東京裁判 TOKYO TRIAL

東京裁判 TOKYO TRIAL
日、蘭、加、豪共同制作の長編ドラマで、ネットフリックスで視聴。
NHKが製作に関わっていたとは思えないほど、公平でバランスの取れた秀作。
本作は東京裁判の実際のフィルムに色付けしたものと、俳優たちが11人の判事やその周辺者を演じるシーンが組み合わされ、実に重厚な人間ドラマに仕上がっている。戦犯として裁かれた側ではなく、各国の判事を通しての視点ではあるが、戦勝国によって「事後法」で裁かれることの不当性も、インドのパル判事の主張を通してきちんと取り上げている。ナチスドイツを裁いたニュルンベルク裁判後、戦勝国側には、大日本帝国も同列に裁いて整合性を持たせる思惑があった。二年半もかけた東京裁判は、そもそも無理筋の戦勝国裁判であったのだ。

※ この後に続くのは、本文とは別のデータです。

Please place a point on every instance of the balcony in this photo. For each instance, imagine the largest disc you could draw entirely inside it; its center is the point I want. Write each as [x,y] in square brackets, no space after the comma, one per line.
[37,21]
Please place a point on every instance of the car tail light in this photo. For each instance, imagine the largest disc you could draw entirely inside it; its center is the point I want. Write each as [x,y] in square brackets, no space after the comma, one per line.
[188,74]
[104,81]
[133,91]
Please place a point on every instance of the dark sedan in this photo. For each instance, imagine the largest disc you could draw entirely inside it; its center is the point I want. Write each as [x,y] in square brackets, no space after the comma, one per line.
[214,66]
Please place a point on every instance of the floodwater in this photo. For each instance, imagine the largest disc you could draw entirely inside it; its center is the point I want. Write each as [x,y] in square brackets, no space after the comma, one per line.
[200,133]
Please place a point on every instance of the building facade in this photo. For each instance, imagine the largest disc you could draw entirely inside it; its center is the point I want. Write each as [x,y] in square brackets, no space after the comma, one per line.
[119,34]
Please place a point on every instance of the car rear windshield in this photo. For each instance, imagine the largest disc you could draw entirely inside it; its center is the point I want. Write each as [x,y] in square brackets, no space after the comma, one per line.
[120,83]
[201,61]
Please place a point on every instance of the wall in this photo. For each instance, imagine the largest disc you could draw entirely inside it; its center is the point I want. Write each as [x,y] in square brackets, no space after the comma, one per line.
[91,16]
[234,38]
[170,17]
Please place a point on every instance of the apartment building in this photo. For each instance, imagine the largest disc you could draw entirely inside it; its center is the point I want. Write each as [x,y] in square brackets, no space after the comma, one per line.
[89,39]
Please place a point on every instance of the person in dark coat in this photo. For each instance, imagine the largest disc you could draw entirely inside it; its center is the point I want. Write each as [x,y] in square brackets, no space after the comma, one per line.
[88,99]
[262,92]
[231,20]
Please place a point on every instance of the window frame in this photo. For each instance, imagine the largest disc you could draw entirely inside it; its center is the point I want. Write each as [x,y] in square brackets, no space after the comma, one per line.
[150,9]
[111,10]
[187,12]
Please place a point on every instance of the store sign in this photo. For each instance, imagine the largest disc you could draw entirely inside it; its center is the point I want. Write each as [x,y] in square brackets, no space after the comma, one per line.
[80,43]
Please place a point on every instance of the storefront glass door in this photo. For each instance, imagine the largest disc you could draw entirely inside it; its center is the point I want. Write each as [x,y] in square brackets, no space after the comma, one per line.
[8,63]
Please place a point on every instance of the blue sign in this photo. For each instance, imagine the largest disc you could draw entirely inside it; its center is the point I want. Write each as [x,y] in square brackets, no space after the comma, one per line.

事実上東京裁判を取り仕切ったマッカーサー(本作ではマイケル・アイアンサイドが演じる)も後に、「日本の開戦は、主に自衛のためであった」と本音を語っている。
ドキュメンタリーとして編集された小林正樹の1983年「東京裁判」はあまりに長尺で集中力が必要だが、こちらはドラマとしての構成も優れていて一気に視聴できる(それでも3時間半以上あるが…)。
学習教材としても十分なクオリティの作品。